Microbes, have developed complex tools to combat antibiotics. Many bacteria have evolved efflux pumps, which transport antibiotics out of the organism before the drug can be effective. The antibiotic tetracycline, for example, must enter the cell and attach to the 30s ribosomal subunit in order to inhibit bacteria. Tetracycline resistant bacteria, however, remove the drug from the organisms before it can attach to the ribosome, thereby withstanding up to 100 times the therapeutic dosage of susceptible bacteria. Microbes have also evolved enzymes, which degrade the drug before it reaches the target within the microbe. This mechanism of resistance is extremely effective and the most widespread of any of the modes of resistance. Enzymes alter, and so inactivate, many antibiotics, including streptomycin, kanamycin, cephalosporin, and penicillin. Another, less common form of resistance, is the alteration of the antibiotic target within the bacteria. Instead of attacking the antibiotic, some bacteria alter the chemical structure of the target yielding several classes of antibiotics useless. Using this mechanism, resistance to rifampin, quinolones, and tetracylclines have evolved in many classes of bacteria. Thus, bacteria have evolved numerous mechanisms to combat common antibiotics. 

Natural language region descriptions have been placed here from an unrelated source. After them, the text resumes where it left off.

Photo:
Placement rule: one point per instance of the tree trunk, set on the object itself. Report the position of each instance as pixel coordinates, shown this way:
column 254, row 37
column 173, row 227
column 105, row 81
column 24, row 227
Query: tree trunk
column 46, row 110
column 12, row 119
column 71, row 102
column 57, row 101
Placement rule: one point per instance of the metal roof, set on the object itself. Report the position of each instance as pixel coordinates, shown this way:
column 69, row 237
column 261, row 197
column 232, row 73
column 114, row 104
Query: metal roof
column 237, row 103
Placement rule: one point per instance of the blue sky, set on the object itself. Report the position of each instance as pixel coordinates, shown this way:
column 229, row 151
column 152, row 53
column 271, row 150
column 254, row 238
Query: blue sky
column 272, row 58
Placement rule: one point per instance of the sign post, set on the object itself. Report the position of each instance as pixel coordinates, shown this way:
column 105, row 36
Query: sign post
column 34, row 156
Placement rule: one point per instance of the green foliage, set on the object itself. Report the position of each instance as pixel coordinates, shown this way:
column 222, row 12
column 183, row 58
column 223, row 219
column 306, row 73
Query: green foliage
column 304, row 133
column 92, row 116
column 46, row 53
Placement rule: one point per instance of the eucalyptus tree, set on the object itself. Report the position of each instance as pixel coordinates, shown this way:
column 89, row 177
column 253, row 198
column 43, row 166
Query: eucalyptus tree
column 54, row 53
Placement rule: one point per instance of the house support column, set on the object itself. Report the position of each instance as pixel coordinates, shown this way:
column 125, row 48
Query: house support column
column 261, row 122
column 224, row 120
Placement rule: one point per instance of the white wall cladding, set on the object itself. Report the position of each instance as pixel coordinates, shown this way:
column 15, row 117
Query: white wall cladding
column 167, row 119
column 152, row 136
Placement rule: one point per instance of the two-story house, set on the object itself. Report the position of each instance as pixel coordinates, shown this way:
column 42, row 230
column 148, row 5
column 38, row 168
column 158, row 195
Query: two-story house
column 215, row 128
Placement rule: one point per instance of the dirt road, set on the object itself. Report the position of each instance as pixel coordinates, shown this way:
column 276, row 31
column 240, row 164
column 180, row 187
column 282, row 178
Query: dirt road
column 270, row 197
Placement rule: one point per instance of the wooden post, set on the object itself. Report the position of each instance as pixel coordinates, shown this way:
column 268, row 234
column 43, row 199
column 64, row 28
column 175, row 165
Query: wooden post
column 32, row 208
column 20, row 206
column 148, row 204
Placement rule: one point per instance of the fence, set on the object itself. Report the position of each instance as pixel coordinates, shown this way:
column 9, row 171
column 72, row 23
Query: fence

The dilemma of antibiotic resistance is heightened by the numerous methods bacteria have evolved to spread resistance genes. On occasion, bacteria develop a point mutation that resists antibiotic treatment. The resistant gene can then be passed down to progeny to create more resistant bacteria. This process is called vertical genetic exchange. More frequently, microbes use horizontal genetic exchange to transmit resistant genes to bacteria other than the progeny.

Horizontal genetic exchange takes place by conjugation, transposition, transduction, and transformation. Conjugation occurs between two bacteria, one containing the resistance gene and one susceptible to the therapy. The resistance genes, encoded on small circular pieces of DNA, are copied and transferred to the susceptible bacteria. Microbes also spread resistance genes by transposition. In this process transposons, small segments of DNA, jump from bacteria to bacteria, each time leaving a copy of the resistance gene. Transduction is another frequent mechanism of resistant gene transfer. Transduction occurs when a bacteriophage, a virus specific for bacteria, carries a resistant gene. Upon infection of the bacteria the resistant gene can be incorporated in the bacterial genome, thus causing resistance. Another, method of resistant gene transfer is transformation. Transformation takes place when free DNA, encoding antibiotic resistance, is incorporated into the genome of bacteria. Thus, through different, and integrative transfer processes bacteria have evolved to resist many of the current antibiotics.